DFT study of Mg2TiO4 and Ni doped Mg1.5Ni0.5TiO4 as electrode material for Mg ion battery application

Abstract

Mg2TiO4 is a spinel material, however it is electrochemically inactive. We have simulated Ni doping in its tetrahedral network by partially replacing Mg+2 (0.5 Mg+2) ions with Ni+2 to form Mg1.5Ni0.5TiO4. Mg2TiO4, Mg1.5Ni0.5TiO4 and its de-intercalated end product MgNi0.5TiO4 are studied through analysis of structural parameters and density of states. All the three materials produce almost similar x-ray diffraction pattern ensuring structural stability during charge–discharge. After doping of Ni, Mg1.5Ni0.5TiO4 becomes electrochemically active, as, only Ni states are found to be contributing charges (electrons) to the conduction band of MgNi0.5TiO4 after de-intercalation. This redox activity is also supported from the magnetic moments of Ni indicating change in valance from +2 to +3 on de-intercalation.

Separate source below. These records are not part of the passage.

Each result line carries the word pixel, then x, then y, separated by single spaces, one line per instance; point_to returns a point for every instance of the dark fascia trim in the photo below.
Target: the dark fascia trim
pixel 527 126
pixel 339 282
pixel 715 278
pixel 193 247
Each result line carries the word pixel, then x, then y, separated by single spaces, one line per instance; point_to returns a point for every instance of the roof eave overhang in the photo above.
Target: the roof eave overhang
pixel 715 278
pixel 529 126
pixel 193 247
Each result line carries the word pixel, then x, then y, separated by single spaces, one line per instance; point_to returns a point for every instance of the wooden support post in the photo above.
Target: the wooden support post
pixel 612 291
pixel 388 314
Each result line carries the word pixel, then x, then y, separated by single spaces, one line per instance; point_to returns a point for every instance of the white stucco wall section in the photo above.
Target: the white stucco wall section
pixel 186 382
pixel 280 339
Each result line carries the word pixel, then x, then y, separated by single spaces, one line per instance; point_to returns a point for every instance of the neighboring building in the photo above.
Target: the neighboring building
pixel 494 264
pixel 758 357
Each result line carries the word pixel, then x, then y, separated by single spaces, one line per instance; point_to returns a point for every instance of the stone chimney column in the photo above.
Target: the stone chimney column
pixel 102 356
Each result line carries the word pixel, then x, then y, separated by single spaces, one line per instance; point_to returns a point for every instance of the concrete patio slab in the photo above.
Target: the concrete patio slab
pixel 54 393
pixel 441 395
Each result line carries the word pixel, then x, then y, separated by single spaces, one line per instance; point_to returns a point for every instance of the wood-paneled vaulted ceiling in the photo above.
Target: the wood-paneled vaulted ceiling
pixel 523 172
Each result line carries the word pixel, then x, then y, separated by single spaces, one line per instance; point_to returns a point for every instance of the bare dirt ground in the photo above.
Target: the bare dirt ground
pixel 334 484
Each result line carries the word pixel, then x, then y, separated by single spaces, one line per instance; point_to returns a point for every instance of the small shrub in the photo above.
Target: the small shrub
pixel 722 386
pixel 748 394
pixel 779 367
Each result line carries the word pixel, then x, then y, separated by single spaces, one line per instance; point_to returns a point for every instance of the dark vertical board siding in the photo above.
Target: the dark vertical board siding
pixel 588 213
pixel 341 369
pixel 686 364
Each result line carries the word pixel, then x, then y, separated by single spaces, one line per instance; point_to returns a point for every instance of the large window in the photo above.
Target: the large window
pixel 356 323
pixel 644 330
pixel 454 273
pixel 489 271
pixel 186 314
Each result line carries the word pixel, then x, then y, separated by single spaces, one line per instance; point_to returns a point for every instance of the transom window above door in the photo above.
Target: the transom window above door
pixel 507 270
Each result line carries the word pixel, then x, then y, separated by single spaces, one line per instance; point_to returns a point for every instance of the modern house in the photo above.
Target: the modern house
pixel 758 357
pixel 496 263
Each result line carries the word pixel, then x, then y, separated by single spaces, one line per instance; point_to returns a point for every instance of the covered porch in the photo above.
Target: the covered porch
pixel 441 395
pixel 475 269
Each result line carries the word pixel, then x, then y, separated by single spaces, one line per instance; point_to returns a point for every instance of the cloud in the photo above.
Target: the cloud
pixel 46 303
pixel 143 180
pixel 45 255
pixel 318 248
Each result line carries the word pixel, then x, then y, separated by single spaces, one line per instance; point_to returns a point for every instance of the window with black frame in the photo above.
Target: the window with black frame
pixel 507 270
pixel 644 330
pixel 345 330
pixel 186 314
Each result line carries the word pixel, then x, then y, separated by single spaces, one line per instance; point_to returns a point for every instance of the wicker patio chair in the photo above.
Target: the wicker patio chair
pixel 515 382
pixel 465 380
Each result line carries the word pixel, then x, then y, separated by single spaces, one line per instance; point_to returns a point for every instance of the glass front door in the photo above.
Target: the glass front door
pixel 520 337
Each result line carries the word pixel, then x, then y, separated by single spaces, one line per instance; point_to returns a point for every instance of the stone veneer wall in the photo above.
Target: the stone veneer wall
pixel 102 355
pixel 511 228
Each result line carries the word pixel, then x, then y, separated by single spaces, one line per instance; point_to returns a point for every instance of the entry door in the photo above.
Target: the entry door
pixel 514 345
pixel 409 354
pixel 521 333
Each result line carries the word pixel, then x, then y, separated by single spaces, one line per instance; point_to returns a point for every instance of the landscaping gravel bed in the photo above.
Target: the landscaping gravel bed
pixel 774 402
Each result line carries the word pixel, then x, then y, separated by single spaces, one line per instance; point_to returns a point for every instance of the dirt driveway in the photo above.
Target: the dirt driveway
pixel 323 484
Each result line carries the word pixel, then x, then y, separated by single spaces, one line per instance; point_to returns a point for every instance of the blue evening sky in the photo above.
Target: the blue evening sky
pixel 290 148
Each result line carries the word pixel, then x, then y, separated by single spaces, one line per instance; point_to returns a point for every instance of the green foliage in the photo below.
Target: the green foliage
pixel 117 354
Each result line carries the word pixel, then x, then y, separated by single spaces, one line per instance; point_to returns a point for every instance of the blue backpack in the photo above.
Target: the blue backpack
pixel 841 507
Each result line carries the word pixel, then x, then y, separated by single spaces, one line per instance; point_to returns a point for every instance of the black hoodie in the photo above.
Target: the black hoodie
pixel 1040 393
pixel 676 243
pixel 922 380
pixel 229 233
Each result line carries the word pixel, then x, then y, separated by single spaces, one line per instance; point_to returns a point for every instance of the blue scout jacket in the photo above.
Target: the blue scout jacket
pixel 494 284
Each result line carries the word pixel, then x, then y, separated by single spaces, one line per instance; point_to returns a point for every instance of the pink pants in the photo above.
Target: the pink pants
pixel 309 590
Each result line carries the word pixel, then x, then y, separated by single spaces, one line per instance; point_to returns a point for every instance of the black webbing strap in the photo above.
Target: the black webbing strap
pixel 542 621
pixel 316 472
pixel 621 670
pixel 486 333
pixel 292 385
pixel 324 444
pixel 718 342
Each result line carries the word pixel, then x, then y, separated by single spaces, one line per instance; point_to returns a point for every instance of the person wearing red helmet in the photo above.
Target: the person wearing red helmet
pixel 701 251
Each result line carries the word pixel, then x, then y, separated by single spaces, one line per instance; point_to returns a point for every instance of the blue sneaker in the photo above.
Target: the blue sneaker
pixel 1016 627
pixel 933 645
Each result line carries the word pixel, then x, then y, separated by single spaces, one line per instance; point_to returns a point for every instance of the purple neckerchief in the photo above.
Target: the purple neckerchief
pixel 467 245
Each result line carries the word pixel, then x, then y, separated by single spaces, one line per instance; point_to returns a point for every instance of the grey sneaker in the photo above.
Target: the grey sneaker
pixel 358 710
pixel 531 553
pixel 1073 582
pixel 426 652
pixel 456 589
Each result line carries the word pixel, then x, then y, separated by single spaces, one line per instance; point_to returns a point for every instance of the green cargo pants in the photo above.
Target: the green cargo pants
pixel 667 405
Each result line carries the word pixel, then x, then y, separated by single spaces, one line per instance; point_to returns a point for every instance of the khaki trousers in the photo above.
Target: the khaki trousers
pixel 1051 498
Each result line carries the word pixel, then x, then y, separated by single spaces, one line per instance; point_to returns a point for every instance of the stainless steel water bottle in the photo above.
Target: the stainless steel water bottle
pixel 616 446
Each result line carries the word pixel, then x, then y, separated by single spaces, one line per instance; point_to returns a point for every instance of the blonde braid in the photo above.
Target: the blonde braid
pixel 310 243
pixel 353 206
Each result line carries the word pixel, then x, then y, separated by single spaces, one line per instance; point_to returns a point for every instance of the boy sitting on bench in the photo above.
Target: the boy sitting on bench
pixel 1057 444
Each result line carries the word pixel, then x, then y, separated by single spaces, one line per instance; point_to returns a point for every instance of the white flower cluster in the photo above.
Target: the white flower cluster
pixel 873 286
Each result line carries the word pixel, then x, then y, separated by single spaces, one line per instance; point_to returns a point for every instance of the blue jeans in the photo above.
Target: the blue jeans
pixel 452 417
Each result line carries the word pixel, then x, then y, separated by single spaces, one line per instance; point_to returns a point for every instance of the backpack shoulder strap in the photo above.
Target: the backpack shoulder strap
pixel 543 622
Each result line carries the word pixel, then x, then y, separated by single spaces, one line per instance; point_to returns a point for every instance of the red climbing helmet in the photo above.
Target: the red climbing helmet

Calculation of de-intercalation voltage for de-intercalation of tetrahedral Mg from Mg1.5Ni0.5TiO4 indicates a value of 4.22 V. This high voltage with electrochemical capacity 151 mAh g−1 would generate energy density of 637.2 W–h kg−1. Simulation of formation energy (Ef) of Mg1.5Ni0.5TiO4 indicates that with rutile TiO2 the phase formation is probable with slightly negative value of formation energy, however, with anatase TiO2 the phase formation is highly probable with high negative value of formation energy (Ef).